4 Responses to “Fatty Liver and Cat Liver Disease: Holistic Solutions That Work”

  1. Avatar silmy Says:
    June 8th, 2012 at 6:53 am


  2. Avatar Gabi Sandoval Says:
    June 8th, 2012 at 12:23 pm

    Dear Dr. Jones,
    As alway great information, and I take it to heart
    one of your web cams on urinary infection really
    helped I saw symtem and paniced and was going to
    run to the vet , then I remember what you said
    about medications and how antibiactic can in time
    hurt your cat so I tried a couple of pointer you
    gave and a couple I realized because I knew my
    cat so well and it worked, Here is my question
    on the cat liver piece, I am reading a book by
    David B.Agus called The End of Illness his whole
    book is about how bad suppliment and vitamins are
    I was just wondering if all these vitamin and suppliments that are out there are good for my cats. I came across this Vets+Best to help with my older cats urinary problem and I’m not worried about giving it to her because it comes from all natural ingrediants. I don’t want to give my cats any suppliment that they do not need but I want to make sure they are getting all the nutrition they need. I feed my cat only out cans and no fish, only chicken, turkey, beef , and some with liver and cheese,question, do my cats need fish oil because they don’t get it in thier diet. do fish oil supplements have the mercury and bad stuff they are now finding in fish. Would like to see information on can cat food containing fish. Thanks again!

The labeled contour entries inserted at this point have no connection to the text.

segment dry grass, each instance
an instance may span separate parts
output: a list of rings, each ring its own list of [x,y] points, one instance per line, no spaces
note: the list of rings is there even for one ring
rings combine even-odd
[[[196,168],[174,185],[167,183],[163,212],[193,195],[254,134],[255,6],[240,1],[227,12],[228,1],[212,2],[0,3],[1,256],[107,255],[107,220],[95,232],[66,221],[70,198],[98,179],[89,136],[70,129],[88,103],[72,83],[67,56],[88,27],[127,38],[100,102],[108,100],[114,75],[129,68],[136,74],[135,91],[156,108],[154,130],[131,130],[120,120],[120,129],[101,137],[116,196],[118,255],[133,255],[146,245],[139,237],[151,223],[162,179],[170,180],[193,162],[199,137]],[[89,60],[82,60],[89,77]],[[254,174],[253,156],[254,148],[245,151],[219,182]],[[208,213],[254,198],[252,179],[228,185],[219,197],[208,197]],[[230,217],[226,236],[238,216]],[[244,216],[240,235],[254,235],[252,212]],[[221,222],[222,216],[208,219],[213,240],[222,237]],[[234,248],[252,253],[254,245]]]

  3. Avatar christian Says:
    June 8th, 2012 at 7:49 pm

    everything you talk about is wounderful. i plan on getting all of the books and cds when i can afford too. all of the newsletters are very informative and love to read them all. i just wish you were here in the usa so i could move to where you would be located so i could have you as my animals vet. please keep up the good work that you do. i save everything that i get from you. i would love to know a good vet in my area that you could find for me to go to.

  4. Avatar Christy Says:
    July 25th, 2013 at 4:17 am

    Hello! Do you use Twitter? I’d like to follow you if that would be okay. I’m absolutely enjoying
    your blog and look forward to new updates.